“It’s almost mind-boggling that every 18 months or so, regular as clockwork, you can get twice as much computing power. In fact, it is mind-boggling, and these high octane servers can cause some hassles in the data center. In this tip, I explore the standard fixes applied when server shoppers go overboard. These include server consolidation and grid computing. Then, I explore another option: virtualization with Xen.”
Not really much of an exploration. I’d hoped to see more info on the new version of Xen, hearing it’ll start to get the same capabilities of VMWare’s ESX server.
What features in ESX would you like to see in Xen?
What features in ESX would you like to see in Xen?
I’m not the original poster, but…
I still need to have a look what is in the latest version of Xen, but the following would be nice:
-Content-based sharing of memory pages.
-Resizing of memory allocations
-Multi-CPU per domain support
-Device drivers build into the VMM (IIRC Xen uses a separate IO domain).
-additional resource controls
> -Content-based sharing of memory pages.
Is being looked at by various people, including myself.
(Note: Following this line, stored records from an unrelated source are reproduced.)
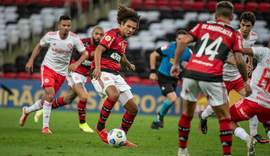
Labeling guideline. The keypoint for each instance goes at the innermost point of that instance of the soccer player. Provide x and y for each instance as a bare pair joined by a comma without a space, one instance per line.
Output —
167,83
54,66
214,40
105,75
77,79
232,77
258,102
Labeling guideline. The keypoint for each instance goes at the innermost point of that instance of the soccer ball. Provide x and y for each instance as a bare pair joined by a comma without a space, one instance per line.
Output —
117,137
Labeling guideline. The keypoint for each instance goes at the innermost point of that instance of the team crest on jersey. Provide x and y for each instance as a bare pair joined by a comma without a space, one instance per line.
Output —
46,80
108,38
164,47
92,53
69,45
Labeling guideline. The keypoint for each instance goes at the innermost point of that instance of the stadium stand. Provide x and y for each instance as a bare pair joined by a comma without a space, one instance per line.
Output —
26,19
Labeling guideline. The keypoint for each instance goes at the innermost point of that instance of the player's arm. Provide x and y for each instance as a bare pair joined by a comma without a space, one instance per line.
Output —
29,65
231,61
74,66
128,65
153,75
97,56
175,70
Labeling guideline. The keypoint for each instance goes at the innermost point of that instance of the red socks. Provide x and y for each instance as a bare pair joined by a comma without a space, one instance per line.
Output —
226,135
59,102
183,130
82,111
127,121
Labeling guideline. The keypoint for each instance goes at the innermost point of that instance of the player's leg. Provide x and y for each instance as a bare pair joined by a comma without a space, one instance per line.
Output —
190,93
217,96
238,131
83,95
127,101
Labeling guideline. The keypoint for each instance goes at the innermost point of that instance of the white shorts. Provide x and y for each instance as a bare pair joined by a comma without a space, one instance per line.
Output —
215,92
108,79
74,77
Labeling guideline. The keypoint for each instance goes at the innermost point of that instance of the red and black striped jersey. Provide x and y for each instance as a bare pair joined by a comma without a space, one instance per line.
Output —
214,40
115,48
85,66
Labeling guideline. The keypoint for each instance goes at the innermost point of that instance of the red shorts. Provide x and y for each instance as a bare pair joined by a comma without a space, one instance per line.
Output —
246,109
236,85
50,78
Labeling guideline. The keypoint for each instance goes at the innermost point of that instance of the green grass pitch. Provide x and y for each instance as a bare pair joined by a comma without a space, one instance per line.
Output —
68,140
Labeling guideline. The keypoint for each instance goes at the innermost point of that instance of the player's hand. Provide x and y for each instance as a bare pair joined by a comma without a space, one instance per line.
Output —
249,69
131,67
175,71
247,89
96,74
153,77
29,67
72,67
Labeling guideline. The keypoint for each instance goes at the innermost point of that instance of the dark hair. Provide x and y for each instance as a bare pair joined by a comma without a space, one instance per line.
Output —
224,8
64,17
125,13
181,32
248,17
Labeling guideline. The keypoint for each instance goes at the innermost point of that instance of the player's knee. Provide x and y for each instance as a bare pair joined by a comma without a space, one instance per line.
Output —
84,97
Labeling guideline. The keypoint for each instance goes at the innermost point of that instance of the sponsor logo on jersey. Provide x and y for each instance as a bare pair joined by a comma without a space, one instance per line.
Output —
46,80
108,38
164,47
69,45
106,79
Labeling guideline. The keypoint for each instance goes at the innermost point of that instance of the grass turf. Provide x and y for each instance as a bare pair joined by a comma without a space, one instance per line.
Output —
68,140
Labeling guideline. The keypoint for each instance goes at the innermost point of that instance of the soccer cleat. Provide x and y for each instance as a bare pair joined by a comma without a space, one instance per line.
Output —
130,144
154,125
182,152
37,115
103,134
202,124
84,127
23,117
260,140
46,130
160,120
251,143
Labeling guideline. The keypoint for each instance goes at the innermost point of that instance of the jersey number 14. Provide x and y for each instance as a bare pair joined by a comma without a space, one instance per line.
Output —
209,49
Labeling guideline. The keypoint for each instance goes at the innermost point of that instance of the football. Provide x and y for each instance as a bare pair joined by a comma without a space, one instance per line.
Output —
117,138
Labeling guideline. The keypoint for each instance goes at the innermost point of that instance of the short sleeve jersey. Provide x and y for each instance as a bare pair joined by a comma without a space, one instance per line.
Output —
59,52
230,71
85,66
115,48
214,40
260,81
167,52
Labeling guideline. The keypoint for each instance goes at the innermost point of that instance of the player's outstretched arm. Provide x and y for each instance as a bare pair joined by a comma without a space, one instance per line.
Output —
29,65
128,65
97,56
153,75
74,66
175,70
241,65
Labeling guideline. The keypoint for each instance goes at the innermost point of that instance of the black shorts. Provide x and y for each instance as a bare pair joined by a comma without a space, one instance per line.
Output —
167,84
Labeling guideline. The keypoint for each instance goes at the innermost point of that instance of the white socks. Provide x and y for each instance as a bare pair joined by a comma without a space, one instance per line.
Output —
207,112
34,107
240,133
46,113
253,124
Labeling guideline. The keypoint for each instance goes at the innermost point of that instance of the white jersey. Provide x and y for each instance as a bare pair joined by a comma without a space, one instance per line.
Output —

Adding it is not a simple win in all cases, though.
> -Resizing of memory allocations
That’s been possible for a pretty long time now, using the “balloon driver” (similar to the one VMware uses).
> -Multi-CPU per domain support
Xen 3.0 supports something like 32 virtual processors per guest, I believe. You can hot-plug virtual CPUs to control the level of parallelism a guest will try to use (e.g. hot plug some more CPUs after live-migrating a guest to a larger machine).
> Device drivers build into the VMM (IIRC Xen uses a separate
> IO domain).
Now that’s not going to change ๐ Device drivers in the VMM was a Xen 1.x feature. Moving them into a virtual machine in 2.x allows us to support most of the random hardware Linux does (Xen even works pretty well on laptops, now) and offers the possibility of isolating driver faults in restartable virtual machines (an experimental setup was able to achieve 150-300ms outage from a network driver crash, then restore normal service).
Performance is still strong, so I’m not sure why you’d want drivers in the hypervisor…?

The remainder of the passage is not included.